Monsieur Qui

Monsieur Qui. Street artist, mais pas que. Mystérieux et talentueux à souhait. Originaire du Sud de la France. Il aime boire un café dans le quartier de la Plaine à Marseille, les fanfares et les animaux. Il déteste les prises de sang, le marketing et le foot.

/// Mais qui est donc Monsieur Qui ?
J’habite Paris, j’ai un chien noir, un chat noir, un vélo noir, je suis également illustrateur, colle des affiches dans les rues de Paname (et d’ailleurs) et fais du graffiti en noir et blanc. Je ne peux « livrer » mon prénom au risque d’une autocombustion spontanée.

/// Pourrais-tu nous en dire plus sur tes oeuvres éphémères (le processus d’impression des affiches street art, etc.) ?
C’est très variable et dépend pour beaucoup de l’intention finale. Pour la répétition/ accumulation d’affiches, j’utilise des assemblages de photocopies A3. Lorsqu’il s’agit de grand format, je les produis à la main, à l’acrylique essentiellement, il m’arrive aussi de coller du papier découpé, ça prend 100 ans à réaliser, c’est pénible à coller, mais curieusement c’est pas ce qui est nettoyé en premier lieu. Enfin, il m’arrive aussi de faire des tirages sur  » traceur de plan » noir et blanc, par exemple pour une 4×3.

/// Décrirais-tu ton street art comme étant une manière de ‘glamouriser’ les villes ?
Ça met un peu de « légèreté » et de féminité dans nos rues. Cependant l’idée de départ était toute autre ; j’ai appris à dessiner (et je continue à apprendre) au travers des vieilles illustrations mode d’après guerre à nos jours (Gruau, Bob Peak, antonio Lopez,…), parce que l’esthétique et surtout le traité me parlaient. Quand j’ai découvert les collages de Faile et autre Wk interact via des photos qu’un pote ramenait de ses voyages à NYC au millieu des années 2000, j’ai eu très envie de pratiquer, et les premieres choses tombées sous la main furent mes illustrations typées « mode ». J’ai pensé que ça serait plutot décalé et agréable à coller.

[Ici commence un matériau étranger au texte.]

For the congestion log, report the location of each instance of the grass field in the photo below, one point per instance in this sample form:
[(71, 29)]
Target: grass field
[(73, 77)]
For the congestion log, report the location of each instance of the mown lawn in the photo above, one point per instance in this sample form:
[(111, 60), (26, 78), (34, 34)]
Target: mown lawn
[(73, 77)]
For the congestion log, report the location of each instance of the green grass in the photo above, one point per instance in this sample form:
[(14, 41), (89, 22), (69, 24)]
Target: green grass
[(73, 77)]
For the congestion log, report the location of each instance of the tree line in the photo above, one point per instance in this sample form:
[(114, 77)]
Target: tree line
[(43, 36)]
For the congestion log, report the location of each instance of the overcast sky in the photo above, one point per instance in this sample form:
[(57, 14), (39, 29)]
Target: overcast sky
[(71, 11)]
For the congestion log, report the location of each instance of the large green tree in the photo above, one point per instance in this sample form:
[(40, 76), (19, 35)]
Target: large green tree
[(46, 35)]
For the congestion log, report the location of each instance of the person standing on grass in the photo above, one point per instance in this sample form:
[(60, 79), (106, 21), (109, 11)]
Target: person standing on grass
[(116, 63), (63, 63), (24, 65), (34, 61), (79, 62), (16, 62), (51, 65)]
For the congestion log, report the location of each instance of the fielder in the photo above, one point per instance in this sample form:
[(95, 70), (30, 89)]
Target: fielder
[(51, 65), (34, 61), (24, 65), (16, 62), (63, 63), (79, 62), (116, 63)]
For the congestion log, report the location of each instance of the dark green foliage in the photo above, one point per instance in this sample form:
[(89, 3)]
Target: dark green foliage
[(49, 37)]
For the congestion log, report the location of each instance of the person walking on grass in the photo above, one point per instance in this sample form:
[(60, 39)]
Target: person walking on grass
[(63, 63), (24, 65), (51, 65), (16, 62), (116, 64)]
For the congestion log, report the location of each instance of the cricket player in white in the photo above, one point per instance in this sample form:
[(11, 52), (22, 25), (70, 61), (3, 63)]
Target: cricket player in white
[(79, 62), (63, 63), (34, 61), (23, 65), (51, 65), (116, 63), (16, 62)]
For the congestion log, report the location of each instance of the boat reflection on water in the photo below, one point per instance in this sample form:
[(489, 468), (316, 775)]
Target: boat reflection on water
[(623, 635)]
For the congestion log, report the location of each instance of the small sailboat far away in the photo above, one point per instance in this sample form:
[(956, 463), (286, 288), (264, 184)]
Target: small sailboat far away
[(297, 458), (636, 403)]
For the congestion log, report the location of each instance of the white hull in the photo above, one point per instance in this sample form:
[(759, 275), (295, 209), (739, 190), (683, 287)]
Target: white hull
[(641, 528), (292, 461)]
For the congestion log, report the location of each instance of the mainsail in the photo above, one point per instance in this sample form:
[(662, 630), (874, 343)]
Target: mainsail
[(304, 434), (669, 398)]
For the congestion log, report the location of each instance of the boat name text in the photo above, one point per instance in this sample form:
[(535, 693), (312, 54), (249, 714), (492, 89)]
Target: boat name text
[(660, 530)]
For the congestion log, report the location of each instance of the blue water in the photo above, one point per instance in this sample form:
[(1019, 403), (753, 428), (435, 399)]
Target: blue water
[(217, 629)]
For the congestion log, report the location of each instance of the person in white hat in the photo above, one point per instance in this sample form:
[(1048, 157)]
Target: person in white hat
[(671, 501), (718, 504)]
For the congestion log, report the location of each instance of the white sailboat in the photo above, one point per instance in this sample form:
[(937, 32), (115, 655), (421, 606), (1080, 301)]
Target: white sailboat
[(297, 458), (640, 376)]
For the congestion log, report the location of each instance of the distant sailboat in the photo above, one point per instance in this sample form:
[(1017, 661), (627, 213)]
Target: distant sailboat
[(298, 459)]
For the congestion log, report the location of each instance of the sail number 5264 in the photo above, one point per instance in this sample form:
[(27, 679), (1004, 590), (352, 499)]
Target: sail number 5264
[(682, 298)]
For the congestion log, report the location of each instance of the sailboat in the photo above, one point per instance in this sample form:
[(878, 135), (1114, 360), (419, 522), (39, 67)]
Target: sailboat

Mais je précise, je ne suis absolument pas un dingue de mode, loin de là même, contrairement à ce que j’ai pu lire à mon sujet sur le net.

/// Depuis quand réalises-tu cela & y-a t-il un sens / but derrière tout ça ?
Depuis début 2007 (j’avais fait quelques essais en 2004), à l’époque j’étais encore sur Marseille. J’avais arrêté le graffiti depuis quelques temps. Lorsque j’ai commencé à coller c’etait aussi par nostalgie de la période graffiti sauvage, pour l’action, pour diffuser un nom et une imagerie au quatre coin de la ville et surtout la nouveauté de la pratique était excitante. J’aurai collé du papier blanc ça aurait été pareil. Puis au fur et à mesure j’ai pris gout à l’idée qu’un grand format collé avait le pouvoir de transformer un lieu en très peu de temps ; je suis devenu « collectionneur d’images », celles des espaces photographiés (plus ils sont pourris, plus ils sont photogéniques) dont j’en avais modifié l’esthétique et l’intérêt.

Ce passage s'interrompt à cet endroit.